There are a lot of things I like about the Tea Party movement. Its commitment to the Constitution is chief among them. I especially like how seriously this movement views itself and the policy stances it stakes on behalf of average, everyday taxpayers.
Yet it is for this same reason that I believe Tea Party leaders should be wary of some of the party's stances when it comes to specifics.
For example, the Republican Party is taking a lot of cheap shots for its Pledge to America by activists who claim it’s a hollow shell of recycled initiatives, weak on any policy with teeth. Conservative skeptics point to "serious" proposals that would gut entire federal agencies such as the Department of Education, the Department of Commerce and even the National Endowment for the Arts.
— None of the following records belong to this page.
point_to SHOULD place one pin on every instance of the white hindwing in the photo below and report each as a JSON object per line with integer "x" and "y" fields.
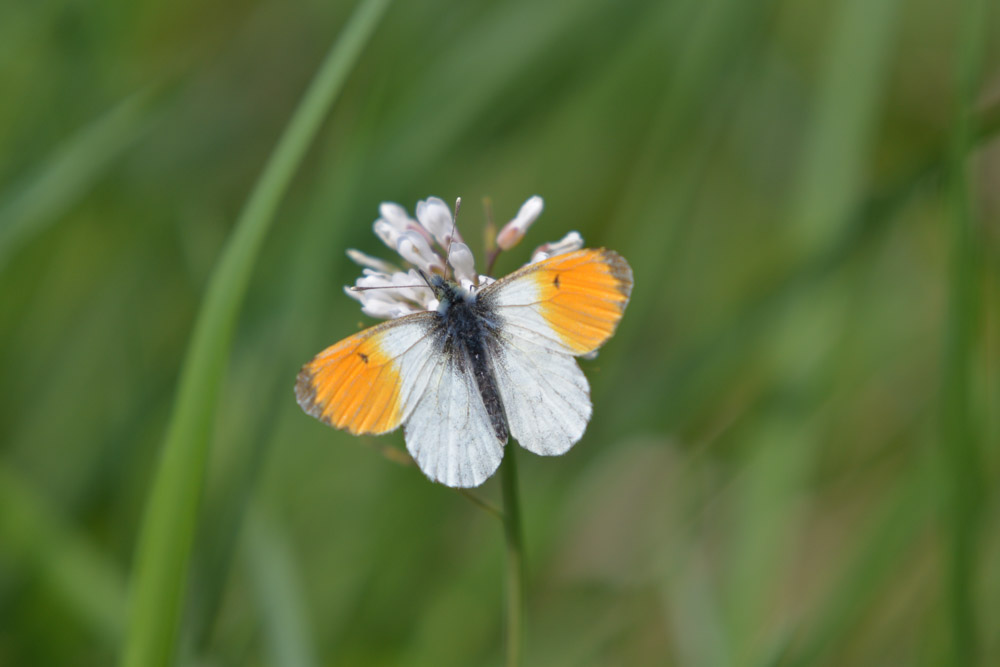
{"x": 544, "y": 393}
{"x": 449, "y": 433}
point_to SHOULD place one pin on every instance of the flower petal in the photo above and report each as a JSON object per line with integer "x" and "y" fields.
{"x": 514, "y": 231}
{"x": 369, "y": 262}
{"x": 569, "y": 243}
{"x": 463, "y": 262}
{"x": 415, "y": 249}
{"x": 435, "y": 216}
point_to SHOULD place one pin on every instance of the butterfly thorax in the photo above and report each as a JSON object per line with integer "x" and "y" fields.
{"x": 466, "y": 331}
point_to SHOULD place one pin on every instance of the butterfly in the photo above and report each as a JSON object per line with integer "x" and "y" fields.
{"x": 487, "y": 364}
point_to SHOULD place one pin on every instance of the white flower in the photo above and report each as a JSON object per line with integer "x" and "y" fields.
{"x": 514, "y": 231}
{"x": 431, "y": 245}
{"x": 569, "y": 243}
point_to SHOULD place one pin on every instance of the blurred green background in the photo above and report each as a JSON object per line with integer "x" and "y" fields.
{"x": 794, "y": 448}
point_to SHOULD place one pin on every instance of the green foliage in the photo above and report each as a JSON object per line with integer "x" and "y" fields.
{"x": 794, "y": 445}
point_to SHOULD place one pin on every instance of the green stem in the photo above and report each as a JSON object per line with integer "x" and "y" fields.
{"x": 515, "y": 558}
{"x": 166, "y": 535}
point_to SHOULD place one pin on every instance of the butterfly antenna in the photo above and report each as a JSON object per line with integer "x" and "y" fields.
{"x": 451, "y": 238}
{"x": 356, "y": 288}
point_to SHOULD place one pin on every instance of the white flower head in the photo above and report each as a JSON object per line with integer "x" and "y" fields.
{"x": 428, "y": 246}
{"x": 514, "y": 231}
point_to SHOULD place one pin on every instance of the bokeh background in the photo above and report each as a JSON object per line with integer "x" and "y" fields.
{"x": 794, "y": 450}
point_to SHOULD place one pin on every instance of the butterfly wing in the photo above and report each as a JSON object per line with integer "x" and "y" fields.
{"x": 371, "y": 381}
{"x": 397, "y": 373}
{"x": 549, "y": 312}
{"x": 450, "y": 434}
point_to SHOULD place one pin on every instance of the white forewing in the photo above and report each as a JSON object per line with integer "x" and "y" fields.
{"x": 448, "y": 432}
{"x": 545, "y": 394}
{"x": 517, "y": 302}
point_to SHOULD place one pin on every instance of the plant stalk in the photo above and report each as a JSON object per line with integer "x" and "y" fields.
{"x": 515, "y": 559}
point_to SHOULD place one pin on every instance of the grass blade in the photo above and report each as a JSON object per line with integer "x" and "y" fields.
{"x": 963, "y": 482}
{"x": 168, "y": 527}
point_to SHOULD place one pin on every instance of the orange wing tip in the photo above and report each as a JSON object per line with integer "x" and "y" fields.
{"x": 305, "y": 395}
{"x": 583, "y": 295}
{"x": 353, "y": 385}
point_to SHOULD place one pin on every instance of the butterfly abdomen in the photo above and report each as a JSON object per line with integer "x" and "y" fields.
{"x": 466, "y": 334}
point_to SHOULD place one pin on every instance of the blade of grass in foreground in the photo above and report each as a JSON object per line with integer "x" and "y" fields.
{"x": 963, "y": 483}
{"x": 167, "y": 531}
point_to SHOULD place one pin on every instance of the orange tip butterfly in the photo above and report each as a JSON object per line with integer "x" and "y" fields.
{"x": 487, "y": 363}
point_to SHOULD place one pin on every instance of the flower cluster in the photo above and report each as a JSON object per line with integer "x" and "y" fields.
{"x": 432, "y": 245}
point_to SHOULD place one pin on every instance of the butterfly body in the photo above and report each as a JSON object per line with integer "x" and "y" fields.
{"x": 488, "y": 363}
{"x": 466, "y": 331}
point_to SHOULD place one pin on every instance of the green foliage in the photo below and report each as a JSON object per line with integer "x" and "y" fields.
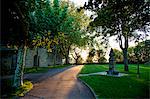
{"x": 22, "y": 90}
{"x": 120, "y": 18}
{"x": 113, "y": 87}
{"x": 91, "y": 55}
{"x": 118, "y": 56}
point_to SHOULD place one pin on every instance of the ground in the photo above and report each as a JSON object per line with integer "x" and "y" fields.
{"x": 130, "y": 86}
{"x": 63, "y": 85}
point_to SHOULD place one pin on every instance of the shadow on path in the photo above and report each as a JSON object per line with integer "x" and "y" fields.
{"x": 63, "y": 85}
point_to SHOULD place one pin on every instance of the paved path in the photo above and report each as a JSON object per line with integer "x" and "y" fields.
{"x": 37, "y": 77}
{"x": 64, "y": 85}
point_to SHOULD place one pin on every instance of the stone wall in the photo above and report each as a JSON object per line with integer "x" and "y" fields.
{"x": 45, "y": 58}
But let’s be honest, this last one is not really a serious example of federal largesse. By the agency’s own fiscal 2010 budget submission, it only asked for $161 million. Now, that’s hardly change one would find in between sofa cushions, but in real values, it’s a drop in the ocean of red ink this government is swimming in.
My point is simple. If Tea Party activists want to send an unequivocal statement that the federal government has grown too large, and only by making bold and sometimes “to the bone” cuts will we return to fiscal balance, then leaders are better off leaving NEA funding off the policy table. It only complicates the larger picture of entitlement spending new lawmakers should focus on.
While I understand the rhetorical value of railing against such a mindless social program, it doesn’t necessarily lend itself to serious, heady discussions concerning spending Washington must be forced to have in the 2011 Congress.